1 Ferenc Gyurcsany And The Oszod Speech
Ferenc Gyurcsany’s mother probably told him that honesty was the best policy. Which it is. Most of the time. However, when the Hungarian prime minister stood up to address his party in closed session in 2006, he might have done well to consider that other well-known proverb about discretion and valor. Gyurcsany began his speech conventionally enough but soon moved into dangerous territory. Perhaps he had always intended to be so honest, or perhaps he got carried away in the heat of the moment. Talking about the political and economic situation in his country, he said, “We have f—ed it up. Not a little but a lot. No European country has done something as boneheaded as we have. It can be explained. We have obviously lied throughout the past one and a half to two years. It was perfectly clear that what we were saying was not true.” And then, he went on, “We did not do anything for four years. Nothing. You cannot mention any significant government measures that we can be proud of . . . ” He ended his speech on a note which turned out to be prophetic. “Divine providence, the abundance of cash in the world economy, and hundreds of tricks, which you do not have to be aware of publicly, have helped us to survive this.

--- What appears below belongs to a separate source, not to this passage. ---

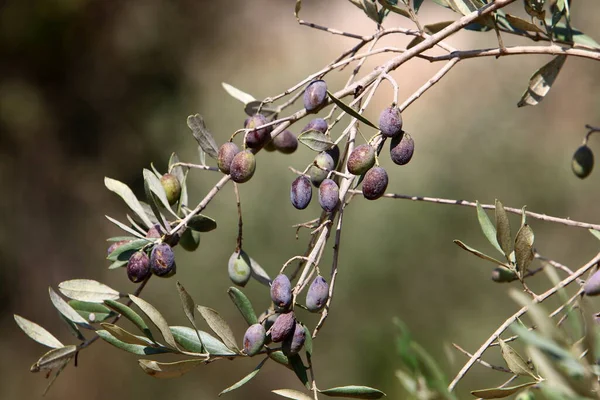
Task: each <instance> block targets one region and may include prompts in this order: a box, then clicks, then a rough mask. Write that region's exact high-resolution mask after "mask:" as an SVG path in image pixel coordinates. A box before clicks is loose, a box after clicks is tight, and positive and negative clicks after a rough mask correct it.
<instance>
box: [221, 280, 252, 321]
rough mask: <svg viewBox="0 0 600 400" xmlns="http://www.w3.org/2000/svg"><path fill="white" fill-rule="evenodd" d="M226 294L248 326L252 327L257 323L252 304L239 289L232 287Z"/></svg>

This cannot go on. Cannot.”[10] A tape of the meeting was leaked to the press, which caused riots in the streets by all those citizens who had been lied to, followed, a few weeks later, by a landslide defeat for his party in elections. Gyurcsany himself, however, remained in politics and even survived a no confidence vote on his leadership. Perhaps, after all, honesty does pay. Ward Hazell is a writer who travels, and an occasional travel writer.